Is there a reason for that? Would it be hard to wire them up?

I haven't looked at the concurrent trace code in a while, but I remember that it was a lot harder to reason about compared to the equivalent for sequential traces. Also, at least in cola, sequential and concurrent traces have exactly the same performance profile since creating or integrating an edit are basically the only 2 things a user can do, so I just went with the simpler option.

P.S. I've been thinking about redesigning the core data structure of cola to make it easier to implement a few features I have in mind, and I'd be interested to see if DT can reach the same performance using an OpLog. Also, I read somewhere that you were writing a paper on DT. Is that true? Has it been published?

[josephg]

Makes sense. In that case I'll just use the sequential traces for benchmark comparisons while I tweak this data structure implementation.

DT is based on a different algorithm now (egwalker) that isn't a "traditional CRDT". In this approach the shape of the causal graph does matter. We get essentially instant + free merging for sequential traces, and no resident memory usage while editing. But that comes at a cost of more complex code and slower merge speed when merging long running branches. The data structure is simply the "raw" operation (Ins/del + position) and "causal graph edges" describing when events happened relative to one another. (Kind of like git commit parents).
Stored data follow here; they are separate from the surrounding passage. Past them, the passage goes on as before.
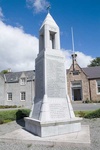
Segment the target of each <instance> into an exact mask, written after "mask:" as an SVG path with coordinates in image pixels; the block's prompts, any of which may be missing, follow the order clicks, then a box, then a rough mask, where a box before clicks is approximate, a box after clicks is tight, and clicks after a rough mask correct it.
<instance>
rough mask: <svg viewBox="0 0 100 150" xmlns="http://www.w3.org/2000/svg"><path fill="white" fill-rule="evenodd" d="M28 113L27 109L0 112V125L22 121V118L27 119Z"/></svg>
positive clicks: (1, 111)
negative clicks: (5, 123) (11, 121)
mask: <svg viewBox="0 0 100 150" xmlns="http://www.w3.org/2000/svg"><path fill="white" fill-rule="evenodd" d="M29 113H30V110H29V109H18V110H5V111H0V124H3V123H7V122H10V121H14V120H19V119H23V118H24V117H28V116H29Z"/></svg>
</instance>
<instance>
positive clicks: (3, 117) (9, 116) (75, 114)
mask: <svg viewBox="0 0 100 150" xmlns="http://www.w3.org/2000/svg"><path fill="white" fill-rule="evenodd" d="M29 113H30V110H29V109H18V110H5V111H0V124H3V123H7V122H10V121H14V120H19V119H23V118H24V117H28V116H29ZM75 115H76V116H78V117H83V118H88V119H92V118H100V109H97V110H95V111H75Z"/></svg>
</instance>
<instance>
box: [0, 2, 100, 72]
mask: <svg viewBox="0 0 100 150" xmlns="http://www.w3.org/2000/svg"><path fill="white" fill-rule="evenodd" d="M48 3H50V5H51V9H50V13H51V15H52V17H53V18H54V20H55V21H56V23H57V24H58V26H59V27H60V32H61V34H60V35H61V36H60V38H61V49H63V51H64V53H65V56H66V59H67V62H68V63H67V64H69V65H70V63H71V58H70V54H71V50H72V40H71V27H73V31H74V42H75V51H76V52H77V53H78V58H77V59H78V62H79V63H80V65H81V66H82V67H86V65H87V64H89V62H90V61H91V60H92V59H93V58H95V57H99V56H100V44H99V43H100V42H99V41H100V1H99V0H76V1H75V0H49V1H47V0H0V16H1V19H0V21H1V23H3V24H1V29H2V31H1V32H0V33H1V35H0V37H1V38H2V36H3V35H5V39H3V40H1V41H0V47H1V46H2V47H3V45H7V46H8V47H7V46H6V48H5V46H4V47H3V48H1V50H0V54H1V53H2V57H3V56H4V53H3V52H5V53H6V52H7V51H8V50H9V52H10V55H11V58H10V60H9V59H7V56H6V57H4V59H3V61H5V63H4V64H5V65H4V66H2V65H1V66H0V67H1V69H0V70H2V69H3V67H4V69H6V68H9V67H10V68H12V69H13V70H25V69H26V70H27V69H28V68H29V69H32V65H33V64H32V59H33V61H34V59H35V57H36V55H37V53H38V52H37V53H35V54H34V52H35V48H36V51H38V50H37V49H38V45H37V46H36V45H34V44H33V45H32V43H31V42H30V41H31V40H33V41H34V40H36V41H35V43H36V44H38V31H39V28H40V26H41V24H42V22H43V20H44V19H45V17H46V14H47V11H46V6H47V5H48ZM4 26H5V28H4ZM9 27H10V29H11V31H9V32H8V34H7V31H8V30H9ZM16 29H19V30H18V31H20V32H21V36H20V35H18V32H17V31H16V32H15V30H16ZM5 30H7V31H6V32H5ZM3 32H4V33H3ZM15 34H16V35H15ZM14 35H15V36H14ZM18 36H19V38H18ZM27 36H29V37H30V38H29V37H28V40H29V39H30V41H28V43H31V44H30V45H29V48H30V49H31V46H33V47H34V50H33V54H34V58H33V57H32V50H29V52H30V53H31V54H30V56H28V57H29V58H28V60H27V58H26V57H27V56H26V55H25V58H24V57H22V58H21V56H22V55H24V54H23V53H24V45H25V43H26V42H25V43H24V42H23V39H24V38H23V39H22V37H25V40H26V41H27V39H26V38H27ZM6 37H7V38H6ZM15 37H17V39H18V40H19V39H20V37H21V40H20V41H18V40H16V39H15ZM33 38H34V39H33ZM8 39H9V40H8ZM14 39H15V40H14ZM13 40H14V41H13ZM8 41H9V42H10V43H11V44H8ZM15 41H16V42H18V43H17V46H18V44H19V46H18V48H20V51H19V49H17V48H16V49H15V47H17V46H16V43H15ZM2 43H3V44H2ZM12 43H13V44H12ZM33 43H34V42H33ZM14 44H15V46H14ZM20 44H22V45H23V46H22V45H20ZM12 45H13V46H12ZM27 45H28V44H27ZM26 47H27V50H26V49H25V52H26V51H27V53H28V49H29V48H28V46H26ZM13 48H14V51H15V53H14V51H13ZM7 49H8V50H7ZM12 51H13V52H12ZM17 52H18V53H17ZM7 54H8V52H7ZM16 54H18V55H20V56H18V57H20V59H18V58H17V59H16V61H15V60H13V56H16ZM79 57H80V59H79ZM21 59H22V60H23V62H22V61H21ZM25 59H26V61H29V59H30V61H31V62H29V63H27V67H26V66H25V65H24V62H25ZM82 59H83V62H81V61H82ZM0 61H2V59H0ZM9 61H10V63H9ZM12 64H13V65H14V64H15V69H14V67H13V65H12ZM18 64H19V65H18ZM21 65H22V66H21ZM20 66H21V67H20Z"/></svg>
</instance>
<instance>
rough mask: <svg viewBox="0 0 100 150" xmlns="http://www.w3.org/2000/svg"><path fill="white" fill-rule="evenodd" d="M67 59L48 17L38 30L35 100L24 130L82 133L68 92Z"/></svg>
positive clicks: (79, 120)
mask: <svg viewBox="0 0 100 150" xmlns="http://www.w3.org/2000/svg"><path fill="white" fill-rule="evenodd" d="M66 79H67V78H66V66H65V57H64V55H63V53H62V51H61V50H60V31H59V27H58V25H57V24H56V22H55V21H54V19H53V18H52V16H51V15H50V13H48V14H47V16H46V18H45V20H44V22H43V24H42V25H41V27H40V30H39V54H38V56H37V58H36V60H35V98H34V100H33V106H32V109H31V113H30V116H29V117H27V118H25V129H26V130H28V131H29V132H31V133H33V134H35V135H38V136H40V137H50V136H56V135H62V134H66V133H73V132H79V131H81V122H80V121H81V118H77V117H75V114H74V111H73V108H72V105H71V101H70V99H69V96H68V92H67V83H66Z"/></svg>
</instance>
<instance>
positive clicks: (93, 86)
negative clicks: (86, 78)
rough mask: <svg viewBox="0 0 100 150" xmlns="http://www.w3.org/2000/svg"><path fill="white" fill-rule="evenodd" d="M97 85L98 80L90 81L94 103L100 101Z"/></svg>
mask: <svg viewBox="0 0 100 150" xmlns="http://www.w3.org/2000/svg"><path fill="white" fill-rule="evenodd" d="M97 91H98V90H97V84H96V80H95V79H92V80H90V92H91V100H93V101H100V94H98V92H97Z"/></svg>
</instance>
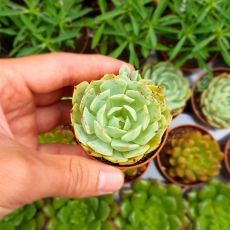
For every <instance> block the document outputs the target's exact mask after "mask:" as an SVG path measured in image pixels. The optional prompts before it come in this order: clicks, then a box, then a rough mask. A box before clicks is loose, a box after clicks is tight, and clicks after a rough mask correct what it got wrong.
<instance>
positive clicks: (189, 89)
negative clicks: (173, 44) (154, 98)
mask: <svg viewBox="0 0 230 230" xmlns="http://www.w3.org/2000/svg"><path fill="white" fill-rule="evenodd" d="M142 77H143V78H144V79H149V80H152V81H153V84H154V85H159V86H162V87H163V88H164V94H165V96H166V101H167V104H168V107H169V108H170V110H171V114H172V115H173V116H176V115H178V114H180V113H181V112H182V110H183V108H184V107H185V106H186V102H187V100H188V99H189V98H190V96H191V90H190V88H189V81H188V80H187V79H186V78H185V77H184V75H183V74H182V72H181V71H180V70H179V69H178V68H177V67H176V66H174V65H173V64H171V63H169V62H160V63H154V62H150V63H147V64H145V65H144V68H143V72H142Z"/></svg>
And yeah, we wrote a paper on it, which is currently going through the review process for a conference. Take a read. I'd love your thoughts on it.

http://home.seph.codes/public/reg-text.pdf

I've benchmarked the "downstream" merge time in the paper, and compared it to my own equivalent CRDT code, and automerge and yjs. But I think cola is significantly faster than all of those implementations - though its also a bit harder to use because its lacking some of the ergonomics of those libraries. Like there's no string / rope implementation in cola. And there's no way to get all the changes since some specified version through the public API.

I bet there's still a lot of performance on the table for DT - though optimising it is more complex because there's more moving parts. (The algorithm also does some quite complex graph traversals, which in some cases take up to half the merge time).

Are you up for a video chat at some point? It might be interesting to chat in realtime about this stuff. If so, flick me an email - I'm me@josephg.com

[noib3]

Sounds good, just sent you an email.

I'm considering this solved, but feel free to re-open it.